I am 'fraid I have never really understood M's, but also never made an effort to understand them either.


in which case, i have a long list of most excellent tutorials for you to read, guaranteed to work :rolling_on_the_floor_laughing:


the reducing bit or keeping the side effects at the edges?


wrt side effects, I know I'm managing them manually like some c programmer with memory, but that is working for me atm


i was thinking of keeping the side-effects at the edges...


we've got roughly two ways of managing side-effects atm... one is in-memory reduce-based, the other is transactional kafka-streams apps event-topic=>effects-topic


maybe you should publish your list somewhere @U0524B4UW

Ben Hammond16:08:57

I cant help feeling that there should be a good technical lego metaphor for the M work

Ben Hammond16:08:39

block that can be plugged together, but that contain moving parts that will engage each otther

Ben Hammond16:08:15

but I'm a bit hazy on the exact nomad defn so I'm not sure

Ben Hammond16:08:24

moand damno mad?no!

Ben Hammond16:08:34

meh must be home time

Ben Hammond16:08:48

have good long weekends folks


@ben.hammond lego blocks each containing a burrito


damn craig got there before I could say burrito


functional core, imperative shell tho innit


@otfrom I had an idea about doing automatic grouping of events in a sequence in order to form transactions. Ever tried something like that?


@dominicm what do you mean by "automatic grouping"?


@otfrom Finding a things that will write to a database, and putting them all together in a sql transaction


I like to persist the events/messages as is. With a lot of the stuff the state can be held in memory and the events aren't that big


@dominicm That’s quite a common pattern isn’t it? I mean databases and file systems and operating systems do this stuff all the time… Also one of our services has a write scheduler that rebatches events into larger/smaller transactions before committing them.


I've never actually seen it 😁 never really needed it, never thought of doing it to exploit a simpler programming model.


We had to do it to retain responsiveness and throughput… some operations are tied directly to user interactions (and need quick feedback) others are much bigger and would end up blocking the user interactions; but because of our data model these ones don’t need to be transactional. So we throw them internally onto a priority queue with a comparator that sorts them to optimise the writes into the priority we want - and we split the larger operations up into smaller chunks that ensure we can always serve the ones that need fast response times… We could also batch the smaller ones together if they queued up… that would be trivial to do, though I can’t recall if we do that yet.

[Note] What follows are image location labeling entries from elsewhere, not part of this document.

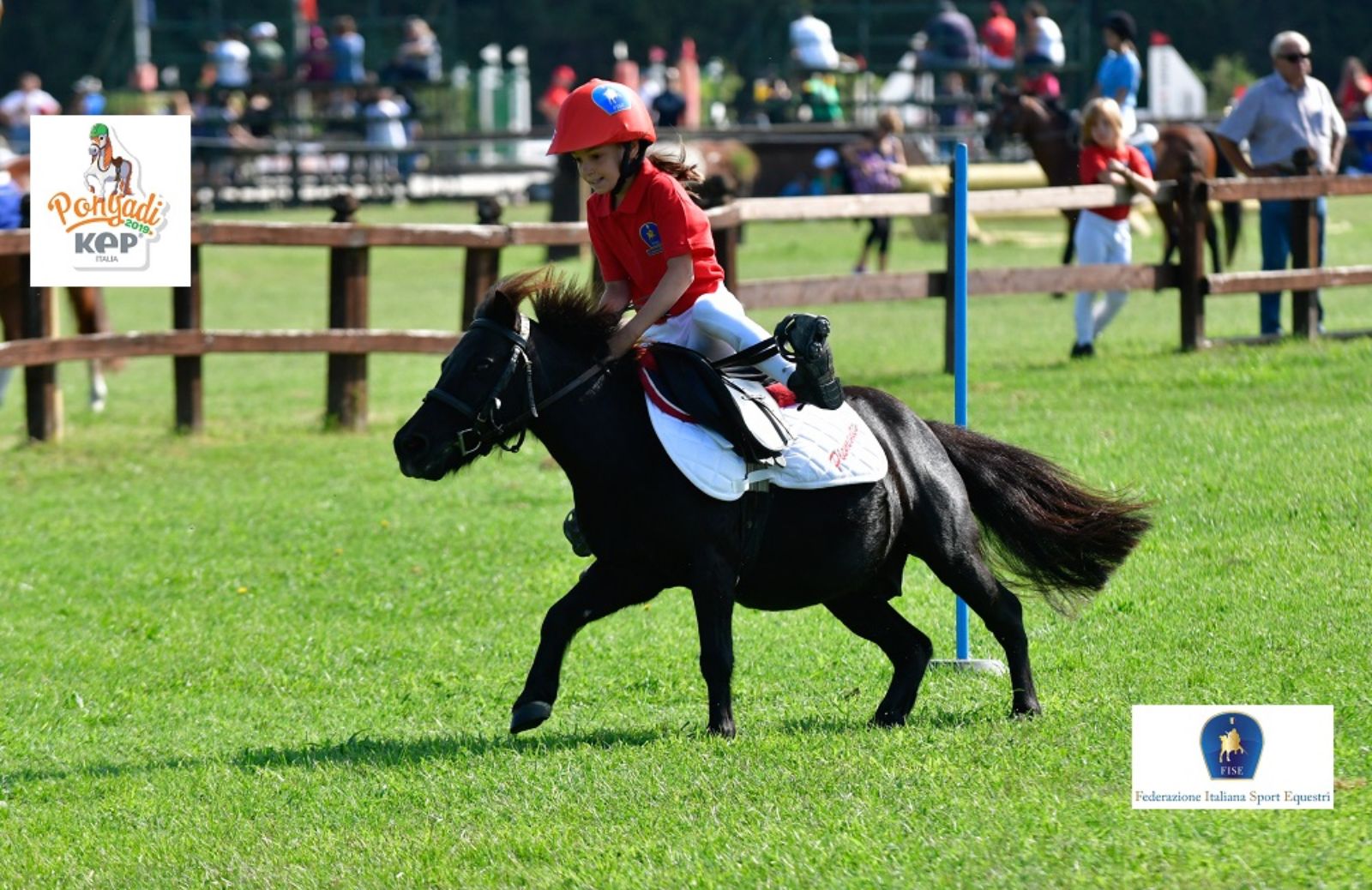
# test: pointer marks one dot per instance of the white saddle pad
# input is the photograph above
(829, 448)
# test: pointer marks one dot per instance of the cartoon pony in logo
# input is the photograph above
(1231, 745)
(105, 167)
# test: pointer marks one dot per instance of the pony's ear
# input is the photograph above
(500, 308)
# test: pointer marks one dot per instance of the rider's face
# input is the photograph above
(600, 166)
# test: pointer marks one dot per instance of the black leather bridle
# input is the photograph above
(484, 431)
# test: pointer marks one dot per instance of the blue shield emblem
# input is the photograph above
(651, 238)
(611, 98)
(1231, 743)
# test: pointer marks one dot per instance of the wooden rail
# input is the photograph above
(350, 339)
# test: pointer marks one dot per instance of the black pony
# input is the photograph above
(840, 547)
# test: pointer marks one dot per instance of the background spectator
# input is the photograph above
(418, 57)
(670, 105)
(347, 47)
(1120, 73)
(1043, 37)
(22, 103)
(226, 61)
(88, 96)
(653, 81)
(998, 37)
(950, 40)
(267, 57)
(1280, 114)
(317, 61)
(1355, 89)
(559, 85)
(813, 44)
(875, 169)
(820, 99)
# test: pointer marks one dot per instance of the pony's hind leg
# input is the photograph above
(870, 616)
(99, 391)
(909, 649)
(953, 551)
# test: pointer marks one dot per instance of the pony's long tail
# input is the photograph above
(1058, 537)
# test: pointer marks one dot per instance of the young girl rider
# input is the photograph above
(655, 246)
(1102, 235)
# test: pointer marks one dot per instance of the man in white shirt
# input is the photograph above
(1283, 112)
(813, 45)
(24, 103)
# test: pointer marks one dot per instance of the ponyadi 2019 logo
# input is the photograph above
(110, 201)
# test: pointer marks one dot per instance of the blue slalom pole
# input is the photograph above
(960, 338)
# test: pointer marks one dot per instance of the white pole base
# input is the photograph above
(978, 665)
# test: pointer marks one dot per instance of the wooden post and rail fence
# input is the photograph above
(350, 339)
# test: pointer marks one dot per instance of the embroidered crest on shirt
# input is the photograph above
(649, 233)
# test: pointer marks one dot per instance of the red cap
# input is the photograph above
(597, 112)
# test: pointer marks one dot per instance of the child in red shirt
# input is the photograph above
(653, 243)
(1102, 233)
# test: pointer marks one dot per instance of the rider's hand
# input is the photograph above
(622, 342)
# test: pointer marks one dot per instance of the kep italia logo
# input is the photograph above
(110, 201)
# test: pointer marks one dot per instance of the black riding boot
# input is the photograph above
(573, 531)
(804, 339)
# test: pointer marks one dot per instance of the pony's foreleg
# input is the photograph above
(713, 592)
(1212, 238)
(600, 592)
(1070, 250)
(870, 616)
(99, 391)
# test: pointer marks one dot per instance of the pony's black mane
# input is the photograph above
(566, 308)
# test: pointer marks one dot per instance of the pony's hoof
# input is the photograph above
(528, 716)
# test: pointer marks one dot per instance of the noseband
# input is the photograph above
(486, 432)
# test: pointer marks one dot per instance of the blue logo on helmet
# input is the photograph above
(652, 238)
(611, 98)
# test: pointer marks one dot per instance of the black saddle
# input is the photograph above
(733, 405)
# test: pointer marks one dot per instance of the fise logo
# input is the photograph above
(110, 201)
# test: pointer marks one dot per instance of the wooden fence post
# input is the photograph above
(1193, 195)
(346, 405)
(187, 370)
(43, 400)
(1305, 253)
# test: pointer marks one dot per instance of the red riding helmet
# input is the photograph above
(597, 112)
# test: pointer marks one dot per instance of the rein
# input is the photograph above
(484, 431)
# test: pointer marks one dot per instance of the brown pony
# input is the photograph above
(87, 304)
(1053, 137)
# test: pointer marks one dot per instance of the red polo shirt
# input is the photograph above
(653, 222)
(1094, 160)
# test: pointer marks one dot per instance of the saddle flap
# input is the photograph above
(685, 384)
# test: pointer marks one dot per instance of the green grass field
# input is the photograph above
(264, 658)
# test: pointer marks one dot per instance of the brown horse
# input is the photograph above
(1053, 137)
(87, 304)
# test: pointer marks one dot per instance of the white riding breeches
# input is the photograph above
(715, 327)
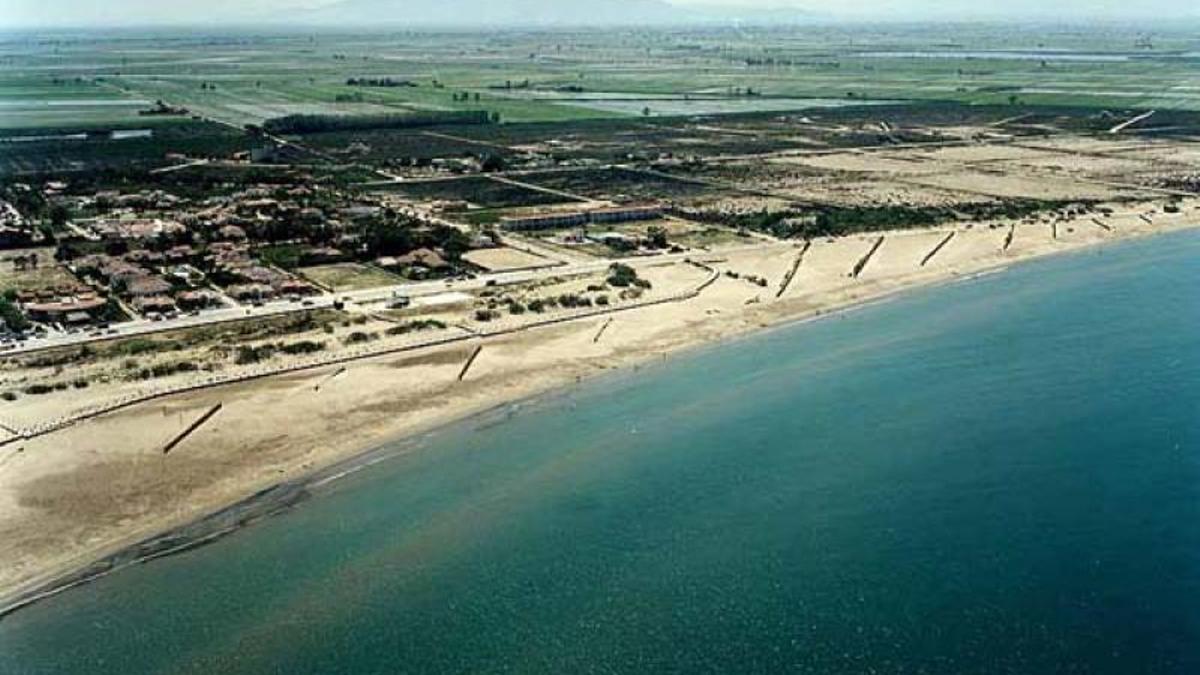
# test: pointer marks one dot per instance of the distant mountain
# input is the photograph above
(477, 13)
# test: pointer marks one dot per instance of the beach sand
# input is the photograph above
(77, 495)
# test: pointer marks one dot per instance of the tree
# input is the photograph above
(59, 216)
(657, 237)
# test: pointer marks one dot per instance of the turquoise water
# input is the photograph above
(1001, 476)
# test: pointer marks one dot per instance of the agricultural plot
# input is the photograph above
(505, 258)
(621, 185)
(479, 191)
(17, 270)
(348, 276)
(400, 147)
(144, 145)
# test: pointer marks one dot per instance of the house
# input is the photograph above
(625, 214)
(425, 258)
(153, 304)
(232, 233)
(544, 221)
(250, 292)
(147, 286)
(196, 299)
(58, 310)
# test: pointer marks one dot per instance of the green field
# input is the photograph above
(540, 77)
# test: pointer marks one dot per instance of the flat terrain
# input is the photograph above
(705, 184)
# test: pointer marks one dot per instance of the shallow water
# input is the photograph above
(997, 476)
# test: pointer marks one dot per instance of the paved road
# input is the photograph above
(357, 299)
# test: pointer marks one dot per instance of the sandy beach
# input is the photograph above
(94, 488)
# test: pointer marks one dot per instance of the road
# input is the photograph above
(358, 299)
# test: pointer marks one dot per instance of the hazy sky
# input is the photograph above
(82, 12)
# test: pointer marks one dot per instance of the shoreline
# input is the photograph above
(282, 495)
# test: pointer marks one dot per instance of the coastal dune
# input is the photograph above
(85, 491)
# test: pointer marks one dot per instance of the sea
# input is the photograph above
(1000, 475)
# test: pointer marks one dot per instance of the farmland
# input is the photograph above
(541, 77)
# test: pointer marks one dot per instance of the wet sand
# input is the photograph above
(101, 494)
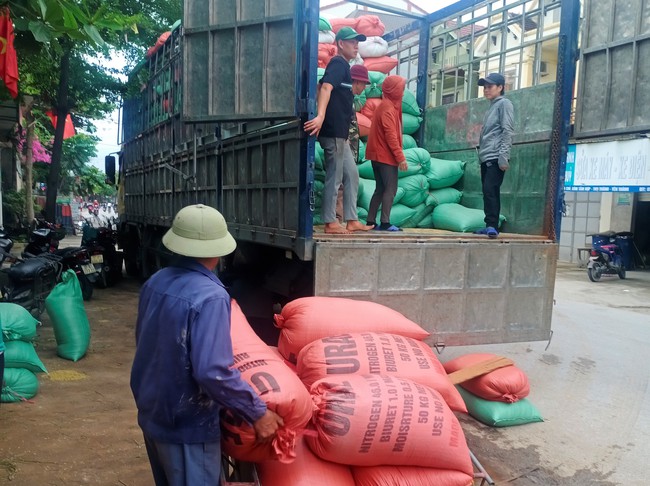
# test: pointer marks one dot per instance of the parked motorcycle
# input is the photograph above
(27, 282)
(44, 242)
(101, 244)
(605, 258)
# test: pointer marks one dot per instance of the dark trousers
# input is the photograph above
(386, 178)
(491, 177)
(184, 464)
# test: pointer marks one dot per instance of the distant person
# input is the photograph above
(385, 151)
(182, 374)
(494, 149)
(332, 127)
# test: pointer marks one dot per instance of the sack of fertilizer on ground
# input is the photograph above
(277, 385)
(309, 318)
(371, 353)
(368, 420)
(508, 384)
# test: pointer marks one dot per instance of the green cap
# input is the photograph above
(348, 33)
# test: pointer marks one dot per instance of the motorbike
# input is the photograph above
(605, 257)
(26, 282)
(101, 245)
(44, 242)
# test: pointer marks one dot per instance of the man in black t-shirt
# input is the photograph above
(332, 127)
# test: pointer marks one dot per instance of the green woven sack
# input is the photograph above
(69, 320)
(500, 414)
(427, 221)
(359, 101)
(19, 384)
(447, 195)
(19, 354)
(417, 190)
(454, 217)
(418, 161)
(373, 90)
(17, 323)
(410, 123)
(444, 173)
(323, 24)
(319, 157)
(408, 142)
(409, 104)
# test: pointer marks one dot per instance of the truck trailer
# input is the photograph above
(217, 118)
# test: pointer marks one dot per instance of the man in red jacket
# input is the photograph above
(385, 150)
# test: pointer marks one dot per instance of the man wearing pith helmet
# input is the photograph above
(181, 376)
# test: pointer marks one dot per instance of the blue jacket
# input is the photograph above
(181, 375)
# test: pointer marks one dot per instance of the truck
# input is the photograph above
(217, 118)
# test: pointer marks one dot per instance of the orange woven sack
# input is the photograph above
(364, 124)
(370, 25)
(325, 53)
(377, 354)
(370, 420)
(370, 107)
(306, 470)
(507, 384)
(384, 64)
(277, 385)
(309, 318)
(338, 24)
(409, 476)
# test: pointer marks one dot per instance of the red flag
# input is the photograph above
(68, 131)
(8, 59)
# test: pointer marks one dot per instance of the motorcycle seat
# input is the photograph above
(29, 269)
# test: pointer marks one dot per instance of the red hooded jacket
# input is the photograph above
(385, 138)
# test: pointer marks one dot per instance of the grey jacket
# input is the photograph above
(496, 136)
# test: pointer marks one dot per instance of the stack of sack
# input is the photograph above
(426, 195)
(21, 361)
(497, 398)
(377, 395)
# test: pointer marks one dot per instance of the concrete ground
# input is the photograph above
(590, 384)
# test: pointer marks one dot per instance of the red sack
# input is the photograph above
(369, 420)
(364, 124)
(277, 385)
(309, 318)
(409, 476)
(377, 354)
(507, 384)
(325, 53)
(382, 64)
(370, 25)
(370, 107)
(338, 24)
(306, 470)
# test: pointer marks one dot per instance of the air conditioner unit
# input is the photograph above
(543, 68)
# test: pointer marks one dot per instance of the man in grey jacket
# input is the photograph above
(494, 149)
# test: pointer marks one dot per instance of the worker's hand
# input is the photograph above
(313, 126)
(267, 426)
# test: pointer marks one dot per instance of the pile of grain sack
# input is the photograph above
(21, 360)
(426, 196)
(373, 407)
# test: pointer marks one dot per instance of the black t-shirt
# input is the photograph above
(339, 109)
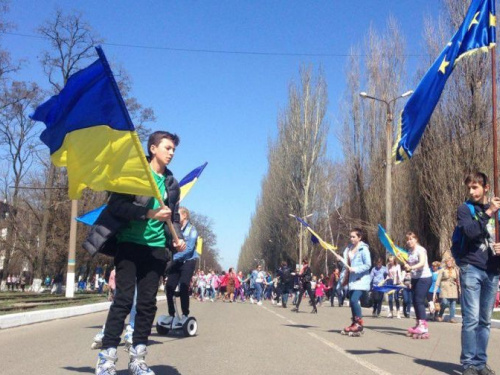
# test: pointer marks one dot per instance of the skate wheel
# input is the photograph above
(190, 327)
(95, 345)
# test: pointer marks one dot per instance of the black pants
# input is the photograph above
(181, 274)
(133, 263)
(306, 286)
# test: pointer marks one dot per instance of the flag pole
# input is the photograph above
(136, 141)
(495, 141)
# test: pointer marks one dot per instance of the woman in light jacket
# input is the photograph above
(358, 260)
(448, 281)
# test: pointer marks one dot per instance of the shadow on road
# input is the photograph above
(165, 370)
(158, 370)
(444, 367)
(86, 369)
(298, 326)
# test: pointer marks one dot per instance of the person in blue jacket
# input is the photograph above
(358, 260)
(182, 268)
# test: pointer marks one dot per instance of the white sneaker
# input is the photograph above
(137, 364)
(106, 362)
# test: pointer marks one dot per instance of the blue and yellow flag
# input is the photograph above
(477, 33)
(398, 252)
(199, 245)
(187, 182)
(315, 238)
(89, 131)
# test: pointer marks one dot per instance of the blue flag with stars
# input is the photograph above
(477, 33)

slightly late into the discussion, but THIS


I remember an old heuristic of "never write a function longer than a single screen" because that's as much as you can reasonably hold in your awareness without really straining


When I was a student I had a summer job doing IT support for a software house who ran systems for detecting bank/credit fraud. One day I walked into the corridor to find one of the developers trying to debug a procedure. He’d printed it out on what was probably 100 ft of fanfold dot matrix printer paper. The procedure started at one end of the corridor and ended at the other, and he and a few other developers were running back and forth with a marker pen trying to debug it. Good job it wasn’t an important system for just about every UK financial institution. :rolling_on_the_floor_laughing:


that must have been fascinating ... "oh no, we need to GOTO line at the other end!"


When I worked in IT for an insurance company, we debugged stuff by printing out the core dumps -- usually a 6-9" stack of laser-printed green/white striped paper -- and decoding the assembler and data in our heads as we flipped back and forth through the pages.


One guy on the team had an almost "idiot savant" ability to drill down to your bug based on a core dump in just a few minutes -- an incredible skill.


Glad those days are behind us tho' (we were a COBOL shop so we'd translate from hex to assembler and then "decompile" back to COBOL in our heads 🤯 )


with Clojure you will pack a lot more onto that screen


but it takes a bit of practice to be fluent in Clojure enough to actually be able to parse that screen mentally.